Playlist: Top 10 Pop Interpolations

In the Golden Age of Broadway, theater songs often topped the pop charts. It wasn’t even unfamiliar for competing versions to rank in the Top 40. Theater songs continue to show up on the pop charts today – and not just the faithful covers from Glee. The following are among the best tracks in the rock era that have been inspired by musical theater.

Mack the Knife (Bobby Darin): This 1960 Grammy-winning chart-topper proved that musical theater could be hip. Based on the song of the same name from Brecht & Weill’s The Threepenny Opera, Dick Clark had advised Darin not to record it because opera wouldn’t appeal to a rock audience, but the track became Darin’s signature song and was named one of the 500 Greatest Songs of All Time by Rolling Stone.

Alabama Song (The Doors): Another Brecht-Weill reinterpretation is Jim Morrison’s distinctive rendition of “Alabama Song” from Rise and Fall of the City of Mahagonny. Among the tracks on The Doors, the group’s 1967 debut album, Morrison’s version didn’t chart in the US but did hit the Top Five in France. Worth comparison is David Bowie’s 1980 interpretation, which he released with an acoustic version of his classic “Space Oddity” on the flip side.

If My Friends Could See Me Now (Linda Clifford): This 1978 title track from Clifford’s sophomore album is based on the song of the same name from the Sweet Charity score by Cy Coleman and Dorothy Fields. While remaining true to the melody and lyrics, the track is the epitome of disco production. For five weeks, the song rested atop the Billboard dance charts and paved the way for disco remixes of innumerable other standards in the musical theater catalog, from Evita to Ethel Merman.

Tunnel of Love (Dire Straits): This 1980 rock song from Dire Straits appears on their album Making Movies. It didn’t chart in the US and only reached #54 in the UK, despite being one of the band’s most famous and popular. It also is one of only three Dire Straits songs not credited to Mark Knopfler alone, since the opening instrumental is an arrangement of “Carousel Waltz” from Rodgers and Hammerstein’s Carousel.

Material Girl (Madonna): Released in 1985 as the second single from Madonna’s second album, Like a Virgin, the song became a worldwide success. While the music and lyrics are original, the iconic video is based on Marilyn Monroe’s performance of “Diamonds Are a Girl’s Best Friend” from the film version of Gentlemen Prefer Blondes, which is worth comparing with Carol Channing’s original stage version.

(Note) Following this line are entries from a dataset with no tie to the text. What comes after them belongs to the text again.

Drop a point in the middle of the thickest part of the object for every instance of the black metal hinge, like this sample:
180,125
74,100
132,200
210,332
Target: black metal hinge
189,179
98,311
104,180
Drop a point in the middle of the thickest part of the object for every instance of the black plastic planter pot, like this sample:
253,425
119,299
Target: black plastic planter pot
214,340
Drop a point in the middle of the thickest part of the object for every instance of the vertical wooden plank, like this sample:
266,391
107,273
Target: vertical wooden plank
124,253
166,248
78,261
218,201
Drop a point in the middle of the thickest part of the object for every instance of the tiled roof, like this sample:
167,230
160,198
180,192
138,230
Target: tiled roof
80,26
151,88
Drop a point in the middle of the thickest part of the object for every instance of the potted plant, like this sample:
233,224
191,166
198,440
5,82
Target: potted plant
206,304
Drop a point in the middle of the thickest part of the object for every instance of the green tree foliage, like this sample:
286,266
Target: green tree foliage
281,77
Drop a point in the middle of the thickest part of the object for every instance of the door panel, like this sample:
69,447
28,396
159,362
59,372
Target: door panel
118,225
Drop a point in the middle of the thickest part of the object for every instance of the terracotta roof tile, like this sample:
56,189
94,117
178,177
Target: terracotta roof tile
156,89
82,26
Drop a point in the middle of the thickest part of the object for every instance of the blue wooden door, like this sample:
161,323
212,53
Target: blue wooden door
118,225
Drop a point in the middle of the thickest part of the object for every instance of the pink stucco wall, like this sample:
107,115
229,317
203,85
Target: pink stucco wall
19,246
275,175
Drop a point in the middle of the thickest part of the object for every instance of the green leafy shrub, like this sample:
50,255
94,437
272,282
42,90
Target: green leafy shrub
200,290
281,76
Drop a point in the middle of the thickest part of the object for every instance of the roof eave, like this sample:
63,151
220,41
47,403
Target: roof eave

Hard Knock Life (Jay-Z): This 1998 title track from the rapper’s third album is based on the song of the same name from Annie. The single became Jay-Z’s most commercially successful at the time, peaking at #2 on the rap chart and earning a Grammy nomination for Best Rap Solo. VH1 named it as one of the 100 Greatest Songs of Hip-Hop.

Dance with Me (Debelah Morgan): Released in 2000 as the first single from Debelah Morgan’s third studio album of the same name, the song is based on “Hernando’s Hideaway” from Adler & Ross’s The Pajama Game, featuring new lyrics and a different bridge. It remains her highest charting single, reaching the Top Ten on the pop and the dance charts.

Favourite Things (Big Brovaz): The third single from Brit hip-hop group Big Brovaz’s 2002 debut album, Nu Flow, the song is based on “My Favorite Things” from Rodgers and Hammerstein’s The Sound of Music. Featuring a similar melody but several updated lyrics, the song received positive reviews and became the group’s third Top Ten hit and highest charting single in the UK.

Rich Girl (Gwen Stefani): The second single from Stefani’s 2004 debut solo album, Love. Angel. Music. Baby., the song is based on “If I Were a Rich Man” from Fiddler on the Roof, with new musical and lyrical elements. The song received mixed reviews but was a commercial success, reaching the Top Ten and earning Stefani and rapper Eve a Grammy nomination for Best Rap/Sung Collaboration.

Wind It Up (Gwen Stefani): Stefani interpolated another musical theater classic in this track, which was the lead single from her 2006 sophomore release, The Sweet Escape. Panned by critics for Stefani’s yodeling parts of “The Lonely Goatherd” from The Sound of Music, the single nevertheless hit the Top Ten in the US and other international markets.